Post-stroke care warrants increased attention in light of a study showing people have poor quality of life in the years following a stroke, according to researchers.

A research team based in the United Kingdom analyzed five years’ worth of questionnaire responses from about 750 people who experienced a stroke. The participants ranked their health status on a scale ranging from “worse than death” to “perfect health,” and researchers compared their responses to a control group.
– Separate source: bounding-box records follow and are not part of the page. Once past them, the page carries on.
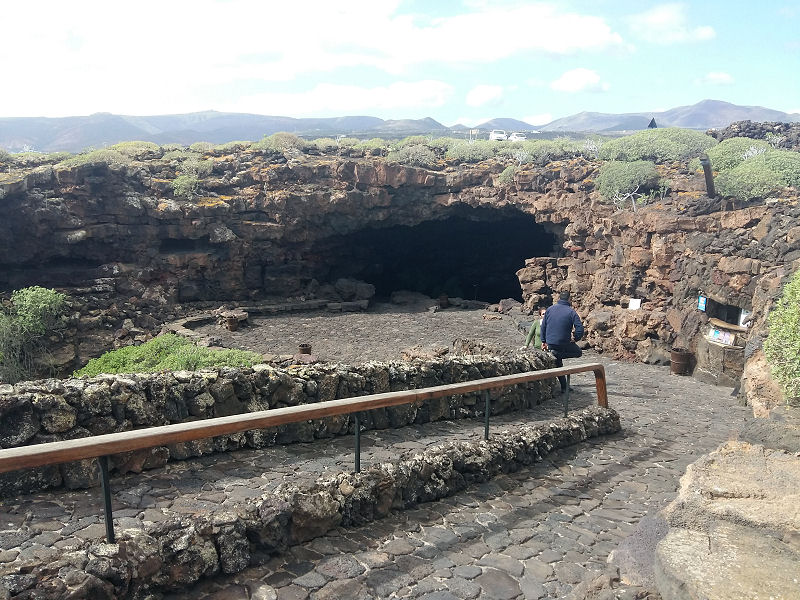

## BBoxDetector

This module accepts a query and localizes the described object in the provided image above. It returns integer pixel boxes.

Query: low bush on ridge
[598,127,717,162]
[0,286,67,383]
[73,333,263,377]
[597,160,661,200]
[764,271,800,405]
[386,144,436,168]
The researchers multiplied the time spent in a particular health state with a numerical value assigned to that state to determine “quality-adjusted life years.” They found that in the five-year period after having a stroke, participants lost 1.71 years due to earlier death and an additional 1.08 years due to reduced quality of life, on average, totaling a loss of 2.79 “quality-adjusted life years.” Those who had severe strokes lost just over 4 quality years.

“Our study should serve as a wake-up call that we need more funding and research for stroke treatments and secondary stroke prevention measures to improve quality of life in stroke survivors,” said author Peter M. Rothwell, FMedSci, with the John Radcliffe Hospital in Oxford.

Although the study was undertaken in the U.K., results were published by the American Academy of Neurology, in the journal Neurology. The organization noted that stroke is the leading cause of disability in the United States. 

Last month, the American Heart Association/American Stroke Association issued a policy statement calling for universal access to post-stroke skilled nursing and rehabilitation services, regardless of how an individual is paying for healthcare.